In de aanloop naar het evenement werd de breuk in de Zuid-Afrikaanse samenleving nog maar eens blootgelegd. Een jaar voor de openingswedstrijd werd de thuisploeg in Pretoria in een oefeninterland weggeblazen door Engeland. De blanke toeschouwers juichten voor de Springboks. De schaarse gekleurde fans supporterden voor Engeland.

John Carlin vertelt in zijn boek ‘ Playing the Enemy: Nelson Mandela and the Game that Made a Nation‘ hoe diep de haat voor de Springboks zat bij de zwarte bevolking. De Boks werden als één van de symbolen van Apartheid gezien. De Nationale Sportraad besliste unaniem om het embleem en het geel-goudenshirt af te schaffen. Het Zuid-Afrikaanse rugbyteam zou voortaan de Proteas heten. Dat was in de jaren ’70 van de vorige eeuw de naam van de SA Rugby Football Federation, de bond die de competitie van gekleurde teams organiseerde.

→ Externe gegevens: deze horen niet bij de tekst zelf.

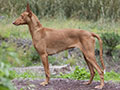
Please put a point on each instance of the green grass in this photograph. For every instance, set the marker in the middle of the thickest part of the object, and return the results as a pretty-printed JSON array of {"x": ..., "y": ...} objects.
[
  {"x": 78, "y": 74},
  {"x": 83, "y": 74}
]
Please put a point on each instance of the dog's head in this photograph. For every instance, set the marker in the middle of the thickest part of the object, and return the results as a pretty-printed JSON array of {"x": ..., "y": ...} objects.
[{"x": 24, "y": 18}]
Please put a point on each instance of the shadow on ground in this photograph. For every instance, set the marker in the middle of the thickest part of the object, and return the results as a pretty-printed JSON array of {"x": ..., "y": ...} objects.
[{"x": 61, "y": 84}]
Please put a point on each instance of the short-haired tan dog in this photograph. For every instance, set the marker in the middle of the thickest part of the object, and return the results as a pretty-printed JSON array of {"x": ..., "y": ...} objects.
[{"x": 50, "y": 41}]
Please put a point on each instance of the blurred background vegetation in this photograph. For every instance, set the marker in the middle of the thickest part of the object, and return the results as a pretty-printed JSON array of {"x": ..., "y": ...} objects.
[{"x": 98, "y": 16}]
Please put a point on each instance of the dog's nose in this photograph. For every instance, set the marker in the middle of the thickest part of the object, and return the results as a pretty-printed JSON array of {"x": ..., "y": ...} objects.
[{"x": 14, "y": 23}]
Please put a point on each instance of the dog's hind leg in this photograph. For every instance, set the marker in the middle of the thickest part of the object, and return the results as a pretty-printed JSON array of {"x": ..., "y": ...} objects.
[
  {"x": 93, "y": 62},
  {"x": 92, "y": 72},
  {"x": 44, "y": 58}
]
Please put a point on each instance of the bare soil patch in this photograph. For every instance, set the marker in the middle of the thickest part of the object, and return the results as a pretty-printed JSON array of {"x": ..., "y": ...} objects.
[{"x": 61, "y": 84}]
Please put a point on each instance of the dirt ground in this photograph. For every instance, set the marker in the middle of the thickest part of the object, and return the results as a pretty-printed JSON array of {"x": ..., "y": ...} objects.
[{"x": 61, "y": 84}]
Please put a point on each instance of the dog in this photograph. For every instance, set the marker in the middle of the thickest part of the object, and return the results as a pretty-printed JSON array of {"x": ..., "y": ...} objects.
[{"x": 50, "y": 41}]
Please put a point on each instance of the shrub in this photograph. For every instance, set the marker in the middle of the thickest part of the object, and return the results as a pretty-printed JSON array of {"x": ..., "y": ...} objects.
[
  {"x": 5, "y": 76},
  {"x": 110, "y": 41},
  {"x": 78, "y": 74}
]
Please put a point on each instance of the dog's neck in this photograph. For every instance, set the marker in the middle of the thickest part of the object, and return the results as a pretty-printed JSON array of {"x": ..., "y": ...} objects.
[{"x": 34, "y": 25}]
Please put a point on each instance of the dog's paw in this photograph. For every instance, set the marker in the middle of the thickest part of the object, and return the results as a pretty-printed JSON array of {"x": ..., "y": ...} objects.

Het is een illusie dat sport de droom van een vredelievende multiculturele samenleving kan realiseren.

Mandela werd op de hoogte gebracht en trok in sneltreinvaart naar de bijeenkomst. Hij zag in het WK een unieke mogelijkheid om eenheid in het land te brengen dat al decennia verscheurd was door raciale problemen. Het was dé gelegenheid om het ‘nieuwe’ land aan de wereld te tonen. Van die dag af heette het: ‘ One team, one country‘.

Mandela nodigde aanvoerder François Pienaar uit op de thee en legde hem zijn plan uit. De Bokke waren met verstomming geslagen toen ze van hun kapitein hoorden dat ze clinics moesten geven in de townships, waar de jongetjes alleen interesse bleken te hebben voor Chester Williams, de enige gekeurde speler van het team.

Bondscoach Rassie Erasmus kreeg vorig jaar een team in handen waar de kleedkamer totaal verziekt was door raciale spanningen. Hij had de geniale ingeving om van Siya Kolisi de eerste gekleurde aanvoerder van de legendarische Springboks te maken en, zoals Mandela, de spelers duidelijk te maken dat wit, zwart en gekleurd het samen moeten doen.

Zijn moeder was pas 16 toen ze Siya op de wereld zette. Hij werd in een township opgevoed door zijn grootmoeder, die in zijn armen stierf toen hij 12 was. De schoolmeester kocht eten en tandpasta voor hem en hij sprak geen woord Engels toen hij rugby begon te spelen. Niet iedereen in Zuid-Afrika was gelukkig met de beslissing hem tot leider van de Boks te benoemen. Kolisi en zijn blanke vrouw worden op de sociale media nog dagelijks bedolven onder racistische beledigingen.

Dat hij de eerste donkere Zuid-Afrikaanse aanvoerder is die de Webb Ellis Trophy in de lucht mocht steken, is een jongenssprookje. Siya Kolisi is een rolmodel voor duizenden jongetjes op het meest zuidelijke land van het Afrikaanse continent en de wereldbekerwinst zal de Regenboognatie een paar dagen in een roes brengen. Maar, net zoals in 1998 toen Frankrijk wereldkampioen voetbal werd, zal helaas al snel blijken dat het een illusie is dat de sport de droom van een vredelievende multiculturele samenleving kan realiseren.